After the interview, Abdel and Kaslin share their personal viewpoints:
Abdel's Perspective:
Kaslin's Thoughts:
Discussion on Open Source Forks:
The episode underscores the dynamic nature of the infrastructure as code landscape, highlighting OpenTofu as a robust, community-driven alternative to Terraform. Ohad Maislish's insights reveal a project poised for significant growth, supported by both corporate backing and a passionate open-source community. Listeners interested in contributing or learning more are encouraged to visit opentofu.org, join the Slack workspace, or explore the GitHub repository. Additionally, upcoming OpenTofu Day events at Kubecon offer opportunities for deeper engagement and learning.
Kaslin (38:08) wraps up: "If you're interested in learning more about how OpenTofu enables infrastructure as code open source, make sure you check out the website, the Slack and the GitHub repo and we'll have those links in the show notes."

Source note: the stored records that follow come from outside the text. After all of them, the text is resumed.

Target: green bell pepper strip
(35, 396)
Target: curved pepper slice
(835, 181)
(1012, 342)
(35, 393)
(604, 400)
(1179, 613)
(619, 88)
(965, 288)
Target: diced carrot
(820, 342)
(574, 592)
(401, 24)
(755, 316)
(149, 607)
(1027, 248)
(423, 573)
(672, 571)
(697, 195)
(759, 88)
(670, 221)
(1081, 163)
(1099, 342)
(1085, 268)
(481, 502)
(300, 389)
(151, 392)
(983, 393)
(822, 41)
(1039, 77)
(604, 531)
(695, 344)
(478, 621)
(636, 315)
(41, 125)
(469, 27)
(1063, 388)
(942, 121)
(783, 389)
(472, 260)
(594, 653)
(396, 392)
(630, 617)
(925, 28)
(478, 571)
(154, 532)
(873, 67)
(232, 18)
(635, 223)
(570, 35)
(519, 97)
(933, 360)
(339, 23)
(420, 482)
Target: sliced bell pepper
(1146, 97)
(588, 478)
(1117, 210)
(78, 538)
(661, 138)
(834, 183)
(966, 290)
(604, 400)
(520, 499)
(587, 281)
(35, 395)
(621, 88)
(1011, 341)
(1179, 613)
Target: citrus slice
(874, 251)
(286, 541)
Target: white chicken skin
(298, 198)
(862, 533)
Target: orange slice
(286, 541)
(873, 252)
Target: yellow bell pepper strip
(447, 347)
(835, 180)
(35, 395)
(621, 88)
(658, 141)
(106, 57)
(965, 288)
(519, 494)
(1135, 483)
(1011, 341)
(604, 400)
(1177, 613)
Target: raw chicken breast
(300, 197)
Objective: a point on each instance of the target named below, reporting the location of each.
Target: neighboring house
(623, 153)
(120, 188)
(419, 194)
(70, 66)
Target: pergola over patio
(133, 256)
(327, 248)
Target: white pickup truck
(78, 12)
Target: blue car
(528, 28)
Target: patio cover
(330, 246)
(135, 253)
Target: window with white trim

Ohad (07:32): "OpenTofu is a fork of the Terraform project and it continues to have its own features with compatibility or almost full compatibility with the Terraform project."
Ohad (11:14): "We have full-time employees that do nothing but coding, OpenTofu and Code and Pull request."
Ohad (13:45): "OpenTofu 1.7 includes the long awaited state encryption... we just released the Release candidate for 1.8."
Ohad (17:08): "We see that the community really really wants to influence the architecture or the future of that project."
Ohad (22:27): "We would not be where we are if it wasn't for [Linux Foundation and Gruntwork]."